Thumb if funnyjunk sent you here. And you think whoever wrote this has a brain aneurism. AND if you think whoever agrees has a brain haemorrage =D
Oh… Wow… Darn… Didn’t think you guys could get any more stupid. Just… wow. I’m not even going to go through the errors in this. It’d take too long.
thanx fer da laugh
shut up with your subliminal crap, your full of it mate
Addressing the title of this “News Article”. How can you know if Maroon 5 has “moves like satan”? If they have moves like Satan, you would have to have seen Satan’s alleged moves. If you were to see Satan’s alleged moves, you would have to have seen Satan. If you have seen Satan, you must have committed sin or adultery, which is EXACTLY what you “good, moral, and righteous, racist, sexist, xenophobic, beastophile, pedophile, necrophile” Christians are trying to prevent. Hypocrites.
this is fuckin HI-larious
you must have just pulled those statistics out your ass because they make no fucking sense.

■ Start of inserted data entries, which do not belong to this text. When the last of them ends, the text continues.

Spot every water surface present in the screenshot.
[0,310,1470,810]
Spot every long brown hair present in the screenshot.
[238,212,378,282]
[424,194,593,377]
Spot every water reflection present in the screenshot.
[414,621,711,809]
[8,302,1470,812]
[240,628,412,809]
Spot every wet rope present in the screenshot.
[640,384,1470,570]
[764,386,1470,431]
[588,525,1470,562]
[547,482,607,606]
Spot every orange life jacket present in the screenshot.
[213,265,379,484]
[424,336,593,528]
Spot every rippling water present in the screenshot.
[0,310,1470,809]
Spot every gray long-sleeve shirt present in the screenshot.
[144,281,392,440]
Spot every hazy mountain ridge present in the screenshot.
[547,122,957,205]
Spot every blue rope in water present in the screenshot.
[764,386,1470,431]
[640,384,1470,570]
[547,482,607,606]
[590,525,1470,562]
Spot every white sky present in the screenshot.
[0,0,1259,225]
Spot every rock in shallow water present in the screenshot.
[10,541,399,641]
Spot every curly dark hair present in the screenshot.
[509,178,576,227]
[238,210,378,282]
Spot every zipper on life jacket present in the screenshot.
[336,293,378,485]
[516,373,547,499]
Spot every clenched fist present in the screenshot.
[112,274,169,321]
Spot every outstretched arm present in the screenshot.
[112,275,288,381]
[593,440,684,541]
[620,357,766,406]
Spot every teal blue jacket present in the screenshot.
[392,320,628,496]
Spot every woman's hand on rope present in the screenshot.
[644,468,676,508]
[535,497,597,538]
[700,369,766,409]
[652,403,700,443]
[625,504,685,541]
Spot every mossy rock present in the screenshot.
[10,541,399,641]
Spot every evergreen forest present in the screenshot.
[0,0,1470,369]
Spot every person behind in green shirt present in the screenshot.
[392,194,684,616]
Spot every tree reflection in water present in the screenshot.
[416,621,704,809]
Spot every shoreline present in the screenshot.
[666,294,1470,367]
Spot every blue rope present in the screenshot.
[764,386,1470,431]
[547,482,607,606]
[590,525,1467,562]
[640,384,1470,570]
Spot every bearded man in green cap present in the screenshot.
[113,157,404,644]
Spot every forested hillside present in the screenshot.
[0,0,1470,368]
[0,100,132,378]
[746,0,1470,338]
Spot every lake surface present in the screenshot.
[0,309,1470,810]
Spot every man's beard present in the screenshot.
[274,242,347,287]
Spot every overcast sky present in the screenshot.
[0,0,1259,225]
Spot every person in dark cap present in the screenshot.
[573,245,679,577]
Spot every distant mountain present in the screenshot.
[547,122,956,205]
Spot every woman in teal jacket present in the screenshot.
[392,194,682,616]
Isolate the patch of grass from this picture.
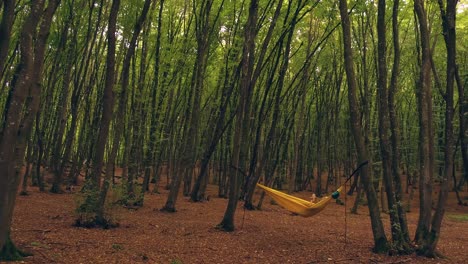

We’re the fuck did you get this 1 Adam Levine is not related to arvil lavine 2 they have never have spoken or hinted of abortions 3 how the fuck do you know Adam Levine will die in 2054 and 4 you are full of your self and didn’t even research any of this there are so many errors in this article we all know you threw a bunch of shit together
Where are you getting your information at man? This is nuts! First off his sister Avril Lavigne?? What?! They aren’t related their names aren’t even spelt the same and she’s from Canada. Lol and “hip gyrations” is it the ’50s. Think you should do some research before making a blog about stuff you don’t know.
Lol this made me laugh. Can’t tell if it’s satire or not. Great job.